During the 17th Century, the Lanier family buried a Whitlock woman alive as a witch to take over the Whitlock estate. Despite a bitter hatred, two descendants of the warring Lanier and Whitlock families Amy (Diane Clare) and Todd (David Weston), decide to marry. But when Bill Lanier (Jack Hedley) begins to renovate the old Whitlock Estate, a bulldozer overturns headstones and churns up graves in the old Whitlock Cemetery. Rising from an open grave, the buried witch Vanessa Whitlock (Yvette Rees) searches out Morgan Whitlock (Lon Chaney Jr.) to uses witchcraft to murder the despised Laniers - one by one….

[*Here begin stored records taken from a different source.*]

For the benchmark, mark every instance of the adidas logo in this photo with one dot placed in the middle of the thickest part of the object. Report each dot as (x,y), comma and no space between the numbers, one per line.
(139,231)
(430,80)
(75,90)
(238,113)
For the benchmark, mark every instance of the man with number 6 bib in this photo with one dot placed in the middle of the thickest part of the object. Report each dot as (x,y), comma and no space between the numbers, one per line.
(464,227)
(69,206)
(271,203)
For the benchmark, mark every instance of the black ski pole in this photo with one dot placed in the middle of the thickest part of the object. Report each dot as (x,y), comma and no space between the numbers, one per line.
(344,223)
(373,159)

This is a solid horror film directed by Don Sharp, who directed some of Hammer’s less spectacular projects in the mid-sixties. It is probably best known now because of the involvement of top-billed Lon Chaney as the monumental Morgan Whitlock, who delivers a big performance for his big character. Often one-note furious, Chaney casts a large shadow over his more mannered co-stars – it is unusual to see him surrounded by British faces (including ‘Plague of the Zombies’s Diane Clare), in the same way that seeing Boris Karloff onscreen with Christopher Lee in ‘Curse of the Crimson Altar (1968)’ is a slightly surreal experience. Horror stars from different eras meeting has a charm all its own, and Chaney’s presence in picturesque, misty country scenes are pleasingly odd.
At this stage in his career, Chaney had a reputation for causing problems due to his excessive drinking. Apparently Sharp was very sympathetic to this and coaxed the best performance as he could from the veteran actor. Apart from addressing the character of Todd as (his girlfriend) Amy, Chaney is very good in a larger-than-life way.

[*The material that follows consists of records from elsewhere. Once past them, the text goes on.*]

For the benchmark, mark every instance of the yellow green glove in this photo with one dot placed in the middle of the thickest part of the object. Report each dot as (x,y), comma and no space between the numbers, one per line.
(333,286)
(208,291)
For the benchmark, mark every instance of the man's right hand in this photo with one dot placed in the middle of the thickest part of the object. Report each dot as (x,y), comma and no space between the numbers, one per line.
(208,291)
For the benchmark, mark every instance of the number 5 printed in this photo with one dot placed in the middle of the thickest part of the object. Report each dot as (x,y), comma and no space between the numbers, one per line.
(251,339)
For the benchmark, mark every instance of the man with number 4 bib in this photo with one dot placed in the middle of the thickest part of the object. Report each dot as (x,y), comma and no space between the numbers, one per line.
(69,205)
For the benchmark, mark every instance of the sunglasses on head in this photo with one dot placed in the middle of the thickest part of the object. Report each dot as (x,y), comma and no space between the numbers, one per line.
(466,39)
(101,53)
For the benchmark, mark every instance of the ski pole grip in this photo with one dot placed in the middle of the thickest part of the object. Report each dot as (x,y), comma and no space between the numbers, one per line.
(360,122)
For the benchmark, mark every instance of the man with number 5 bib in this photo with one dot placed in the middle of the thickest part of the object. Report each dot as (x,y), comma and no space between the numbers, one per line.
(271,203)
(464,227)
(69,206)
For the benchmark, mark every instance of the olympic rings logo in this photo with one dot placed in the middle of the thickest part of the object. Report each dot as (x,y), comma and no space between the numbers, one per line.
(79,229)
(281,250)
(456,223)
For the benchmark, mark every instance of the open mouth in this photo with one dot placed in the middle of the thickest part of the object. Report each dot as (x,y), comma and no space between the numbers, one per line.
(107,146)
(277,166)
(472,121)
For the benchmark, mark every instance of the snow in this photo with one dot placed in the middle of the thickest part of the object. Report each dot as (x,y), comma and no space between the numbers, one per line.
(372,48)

My other favourite performance would have to be that of Vanessa Whitlock (Yvette Rees), the resurrected witch. She is creepily effective in all her scenes, particularly her first, when her appearance is slowly revealed as she is unearthed. Up until that point, this is quite a straight-laced film (in which Chaney’s performance stands out as being unrestrained) seemingly un-influenced by the blood-spattered horror revolution caused by Hammer in the late 1950’s. As events continue, however, things become progressively more manic folding with a spectacular finale.